Between the genders, girls without question, show the most marked change. The emerging sense of control that is experienced over their own lives is facilitated by the loosening of controls at home. Across urban middle class India, young girls, enabled by access to education and technology, are radiating a new sense of confidence. What is remarkable is the consistency with which they speak of a belief in being able to realise their ambitions, and the ease with which they are able to reconcile the conflicting claims on their lives. For this generation of teenagers, parents by and large play a supportive role; there is greater anxiety about competition, much more visible in the metros as against the smaller towns, but there is also an acknowledgement that today there are many more avenues to success that are available. Importantly, parents no longer back their own ability to choose on behalf of their children, and this creates a great sense of liberation for the young.

While family continues to be a valued support system, friends are very clearly central to the journey of identity formation. The idea of 'our group', a collection of friends with distinctively marked personalities that operates as a unified entity of some kind, can be seen across the country. Friends allow for the collection of experiences that might have not been possible without the safety net of numbers. Unlike an earlier era where 'hanging out' without actually doing much was the primary past time of the young, today there is a greater activity orientation. The desire is to do interesting things, although that definition often does boil down to going to a mall and hanging around. The difference is that given relatively higher levels of affluence, doing nothing is most commonly signified by consuming something. Consumption is more than just a pursuit, it is a language in which the teenager has acquired some fluency. Consumption becomes both a way of experiencing the world as well expressing oneself to it.
Social media creates a virtual sense of hanging out, but this often accompanies some other activity. For this generation, the idea of doing one thing at a time is a colossal waste of the senses. Unless two or three senses get utilised simultaneously while being engaged in different activities, life seems a little dull. Brought up as natives in a digital world, the tendency is to process things simultaneously rather than sequentially, leading to the privileging of width over depth.

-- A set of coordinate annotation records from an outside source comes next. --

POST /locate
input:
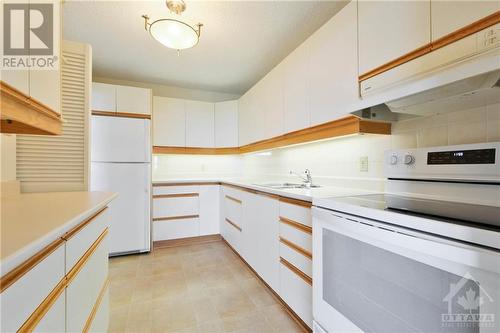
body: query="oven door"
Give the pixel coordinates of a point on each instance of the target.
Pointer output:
(375, 277)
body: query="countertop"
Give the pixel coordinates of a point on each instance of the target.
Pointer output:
(31, 221)
(298, 193)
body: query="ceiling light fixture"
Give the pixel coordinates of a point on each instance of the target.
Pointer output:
(173, 33)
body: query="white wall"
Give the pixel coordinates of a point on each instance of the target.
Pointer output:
(174, 92)
(8, 157)
(336, 161)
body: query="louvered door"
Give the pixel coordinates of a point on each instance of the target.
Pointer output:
(61, 163)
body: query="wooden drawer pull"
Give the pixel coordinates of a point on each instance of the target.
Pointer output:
(233, 224)
(297, 271)
(180, 217)
(233, 199)
(295, 247)
(296, 225)
(178, 195)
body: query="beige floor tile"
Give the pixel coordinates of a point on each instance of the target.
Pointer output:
(199, 288)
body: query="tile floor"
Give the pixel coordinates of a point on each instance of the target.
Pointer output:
(195, 288)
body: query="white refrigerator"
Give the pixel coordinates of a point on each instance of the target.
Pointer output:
(121, 162)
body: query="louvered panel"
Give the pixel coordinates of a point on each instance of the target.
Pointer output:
(52, 163)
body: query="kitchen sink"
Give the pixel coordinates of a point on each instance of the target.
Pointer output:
(287, 185)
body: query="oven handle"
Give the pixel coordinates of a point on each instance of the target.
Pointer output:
(433, 250)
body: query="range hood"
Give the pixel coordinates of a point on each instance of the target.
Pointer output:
(465, 94)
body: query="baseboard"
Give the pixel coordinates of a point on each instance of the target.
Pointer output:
(292, 313)
(187, 241)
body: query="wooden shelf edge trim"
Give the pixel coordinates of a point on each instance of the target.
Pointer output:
(37, 315)
(10, 278)
(234, 224)
(171, 218)
(95, 308)
(185, 184)
(233, 199)
(120, 114)
(68, 235)
(290, 311)
(295, 247)
(463, 32)
(297, 271)
(73, 272)
(296, 202)
(296, 225)
(345, 126)
(22, 114)
(176, 195)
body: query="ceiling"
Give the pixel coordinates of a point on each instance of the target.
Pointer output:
(240, 42)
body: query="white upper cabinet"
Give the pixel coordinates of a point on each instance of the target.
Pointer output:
(270, 97)
(200, 124)
(295, 97)
(169, 122)
(449, 16)
(133, 100)
(226, 124)
(391, 29)
(333, 72)
(103, 97)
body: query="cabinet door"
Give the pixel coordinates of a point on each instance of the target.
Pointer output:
(133, 100)
(449, 16)
(209, 210)
(200, 124)
(18, 79)
(82, 293)
(103, 97)
(295, 96)
(226, 124)
(391, 29)
(271, 104)
(333, 73)
(267, 234)
(45, 87)
(169, 122)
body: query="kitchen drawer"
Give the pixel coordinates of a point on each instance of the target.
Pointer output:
(296, 213)
(176, 206)
(296, 236)
(176, 228)
(81, 238)
(85, 286)
(19, 300)
(297, 293)
(296, 258)
(54, 320)
(175, 189)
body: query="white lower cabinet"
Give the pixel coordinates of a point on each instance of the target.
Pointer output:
(185, 211)
(253, 224)
(82, 293)
(66, 290)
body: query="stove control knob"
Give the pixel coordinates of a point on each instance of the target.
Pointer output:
(409, 159)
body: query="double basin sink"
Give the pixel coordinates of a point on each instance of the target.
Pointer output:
(278, 186)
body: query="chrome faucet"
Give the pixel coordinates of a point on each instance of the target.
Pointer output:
(306, 177)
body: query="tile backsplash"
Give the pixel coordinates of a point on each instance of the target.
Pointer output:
(337, 161)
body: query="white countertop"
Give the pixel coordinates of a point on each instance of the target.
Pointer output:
(297, 193)
(31, 221)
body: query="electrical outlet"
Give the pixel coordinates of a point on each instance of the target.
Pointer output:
(363, 164)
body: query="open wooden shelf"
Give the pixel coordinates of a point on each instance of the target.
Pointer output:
(345, 126)
(21, 114)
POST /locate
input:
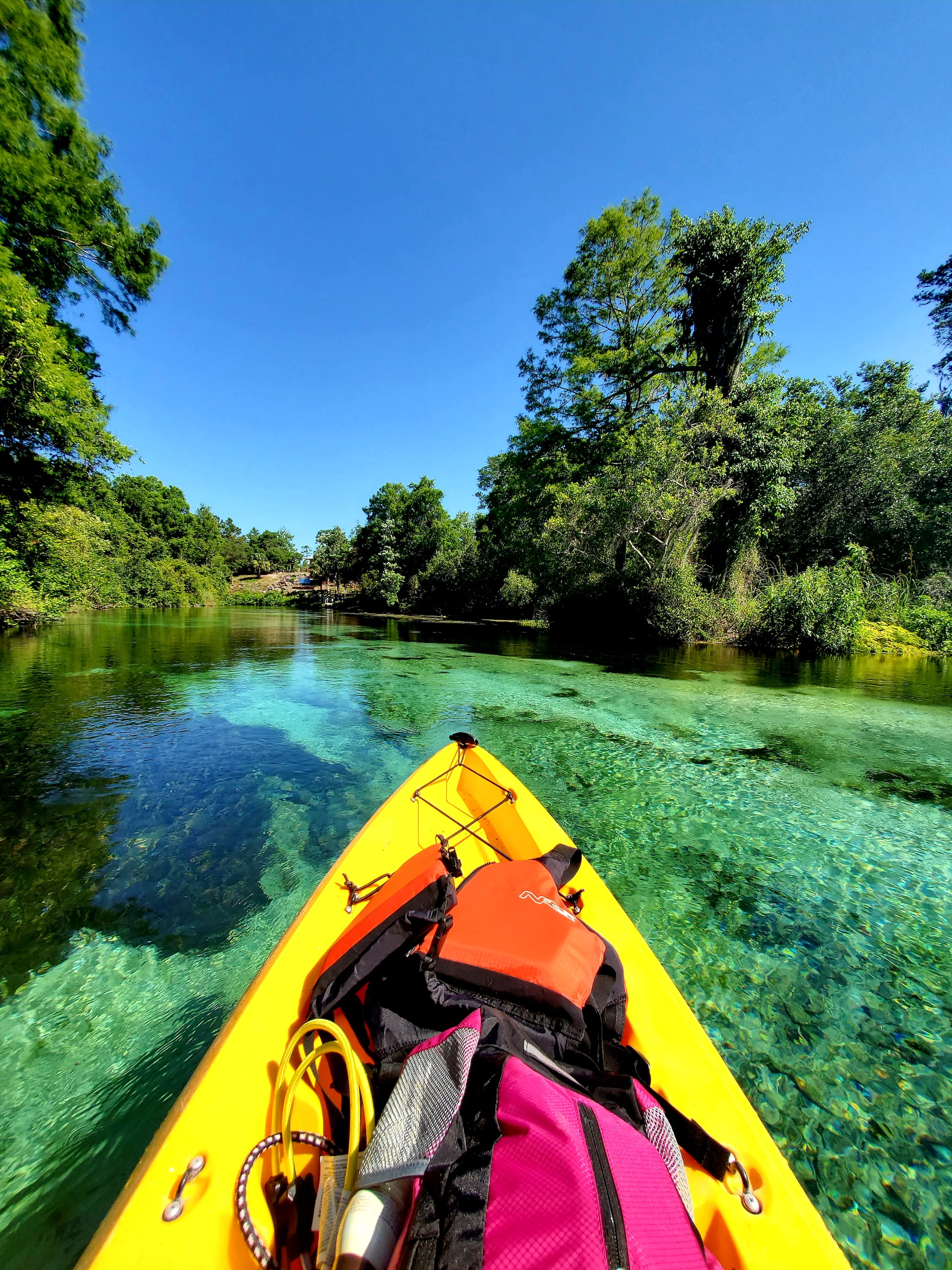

One notable in this set of teenagers is a greater willingness to engage in causes. Perhaps this stems from a greater sense of control that one feels over one's environment and a belief the world is responsive to their own actions, but the desire to not only complain about things but to participate in changing them is visible today. The attention is not always enduring, and the understanding of issues often reactive, but the desire to do something is present. For the millennial teen, all experiences seem to be more heightened, beginning with a sense of self. Becoming oneself is not automatic, but for now the journey is viewed with optimism rather than anxiety.